So I finished my Month of Thankfulness post & what do you know...the very last day of November I had another thing to be thankful for.
Of course, I should be thankful for that every day, but I kinda sorta figured that being alive was implied in the mere fact that I was grateful for the ability to enjoy the things I listed. It's pretty much a doesn't-have-to-be-said that I am thankful to be alive, like everyone else.
Last Saturday night, though, gratefulness got shoved right in my face & it smeared its thankful little body all over me.
On that fateful Saturday, hubby brought in our artificial Christmas tree, the one that I got a year ago & didn't put up until now, & together we laid out all the pieces. We sorted the branches on the floor & couch. We put the pieces together. We stood back & admired our beautiful tree.
Hubby put the lights on the tree. I had the bows & ribbons ready to go on after the kids decorated it with me the next day. We turned the lights on & sat down to watch a movie.
It was then that my skin felt like it was on fire. I took my shirt off & ask the hubs to scratch my back for me. He kinda sorta gasped & said my skin was bright red. And I kinda sorta panicked cuz I knew it was pretty gosh darn red if he could see it, since being color blind prevents him from seeing most shades of red. "Hmm.

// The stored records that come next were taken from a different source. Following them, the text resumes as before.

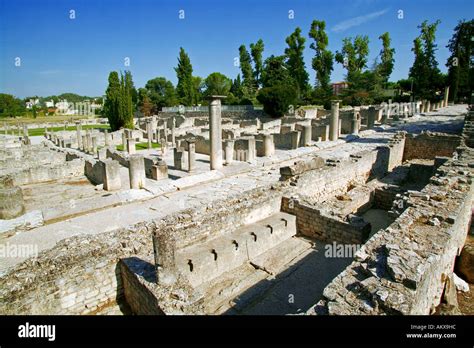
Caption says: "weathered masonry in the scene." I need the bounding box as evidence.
[0,104,474,314]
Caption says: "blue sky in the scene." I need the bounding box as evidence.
[0,0,474,97]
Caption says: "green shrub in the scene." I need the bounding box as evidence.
[257,84,297,117]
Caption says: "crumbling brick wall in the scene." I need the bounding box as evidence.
[307,144,474,315]
[403,132,461,161]
[282,197,370,244]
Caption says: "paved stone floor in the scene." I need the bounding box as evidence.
[0,105,467,274]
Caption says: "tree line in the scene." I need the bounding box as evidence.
[104,20,474,124]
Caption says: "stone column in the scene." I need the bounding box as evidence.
[329,100,340,140]
[122,129,127,151]
[104,129,110,147]
[351,111,359,135]
[86,130,92,152]
[76,121,82,149]
[92,136,97,154]
[81,135,87,152]
[173,147,184,170]
[209,95,225,170]
[146,118,153,149]
[160,139,168,157]
[186,139,196,173]
[367,106,377,129]
[288,128,300,150]
[128,154,145,189]
[103,158,122,191]
[262,134,275,158]
[155,128,163,145]
[444,86,449,107]
[303,125,313,146]
[127,138,137,155]
[224,139,234,164]
[171,116,176,147]
[151,161,168,180]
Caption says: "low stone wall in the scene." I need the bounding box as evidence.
[158,110,265,119]
[374,185,403,211]
[0,145,66,176]
[0,131,408,314]
[403,132,461,161]
[307,143,474,315]
[84,159,105,185]
[281,197,370,244]
[9,159,84,186]
[0,224,152,315]
[119,257,164,315]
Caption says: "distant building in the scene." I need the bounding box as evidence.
[25,98,39,109]
[44,100,54,108]
[55,99,74,115]
[331,81,349,95]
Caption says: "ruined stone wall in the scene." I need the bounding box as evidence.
[281,197,370,244]
[374,185,402,211]
[403,132,461,161]
[9,159,84,186]
[158,110,265,119]
[119,257,163,315]
[0,224,152,315]
[0,145,66,175]
[0,131,408,314]
[308,143,474,315]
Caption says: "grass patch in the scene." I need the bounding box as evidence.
[116,143,161,151]
[0,124,110,137]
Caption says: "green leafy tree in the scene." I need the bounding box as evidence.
[378,32,395,84]
[262,55,296,88]
[335,35,369,83]
[230,74,244,100]
[204,72,232,96]
[0,93,26,117]
[103,71,133,131]
[239,45,255,94]
[250,39,265,87]
[285,28,309,99]
[124,71,137,119]
[309,20,334,104]
[174,47,195,106]
[192,76,204,105]
[103,71,123,131]
[257,84,297,117]
[257,55,298,117]
[138,88,155,116]
[409,20,445,99]
[145,77,178,112]
[446,19,474,101]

I wonder why it's so red & burning."
Hubby scratched my back & we tried to watch the movie anyway. Within seconds I suddenly couldn't breath right. It was like someone was holding the middle of my lungs shut & my breath was caught at the top of my lungs. I told hubby that it hurt to breath & he went online to see if fake tress have latex in them because that was the only thing that was new in our house for me to be having a reaction to. While he was still typing into the search engine, my difficulty breathing dramatically increased. I had a hard time telling him that I felt like a band was squeezing my lungs & I couldn't get a breath deeper than my throat, but I managed to stay calm & say, "This is bad. Come here."

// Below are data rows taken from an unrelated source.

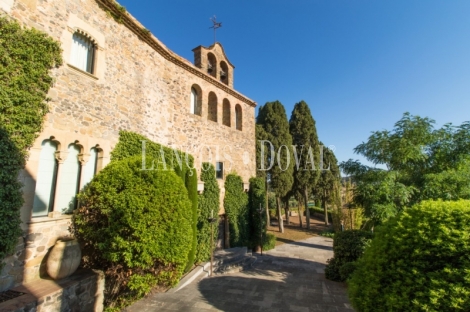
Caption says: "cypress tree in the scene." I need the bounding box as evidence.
[255,123,271,229]
[313,142,341,225]
[257,101,294,233]
[289,101,320,229]
[196,163,220,262]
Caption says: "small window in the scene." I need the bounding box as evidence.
[235,104,243,131]
[189,85,202,116]
[207,92,217,122]
[215,162,224,179]
[222,99,230,127]
[70,32,96,74]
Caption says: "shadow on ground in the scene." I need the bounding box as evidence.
[198,256,352,312]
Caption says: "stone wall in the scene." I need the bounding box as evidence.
[0,270,104,312]
[0,0,256,291]
[0,216,71,291]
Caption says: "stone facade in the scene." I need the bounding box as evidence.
[0,270,104,312]
[0,0,256,291]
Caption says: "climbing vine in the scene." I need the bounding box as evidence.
[0,17,62,269]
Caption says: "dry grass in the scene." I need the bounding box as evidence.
[268,212,332,246]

Hubby grabbed an Epi-Pen & came at me. I was still sitting on the couch when he rammed that thick needle into my thigh, right through my pants. Ow.
Then we found out that not only are fake trees made with latex but when you turn the lights on, which we had, they release the latex into the air. And straight into my lungs, where it definitely should not be.
It only took 2 seconds & I was suddenly breathing again & the fire-red rash covering my arms & back was completely gone. Woot woot.
Then I lost it.
I bawled like a baby.
Hubby held me while I cried. He said I was so calm during it all that he had no idea it was as bad as it actually was. While he knew I was having a reaction that needed immediate attention, he didn't realize just how badly I was struggling to breath.
Yay for my "stay calm in emergencies" trait that everyone always comments on. Apparently even when the emergency is about me I can still remain calm in the situation so I can keep others calm.
I still get shaken over it, because I came so close to not being here any longer. I'm sure the Almira Gulch in my life is all upset reading this, thinking that I did not die last Saturday night, but hey girl, if you haven't figured out by now, you're not going to be rid of me. Bwahahaha<----that's my evil laugh
After the epinephrine fully absorbed into my system, it wasn't so easy to eat or drink. Hubby was absolutely no help either. He just sat there laughing as I'd pick my cup up & splash water all over myself & up my nose. I just wanted a sip of water<----that's my whiny voice
And knitting? Forget it. I stabbed myself with the knitting needles more than I actually got any stitches moving. By that point, knitting was more of a danger to the cats' eyballs & hubby's family jewels than it was a relaxing hobby for me. With as predictable as it was to know where those needles would end up after being violently launched out of my fingers from an Eddiquake, it wasn't worth the risk. Forget finding a doorway to stand under for an earthquake; when it's an Eddiquake, you assume the Junk Covering Position & tightly close your eyes.
Like your martini shaken & not stirred? Shoot me full of epi, put the shaker in my hand, & I'll do better than any Martini Mixing Machine at getting that mixed for ya.
So I'm thankful I'm alive & I'm equally as thankful for the life of the person that invented Epi-Pens.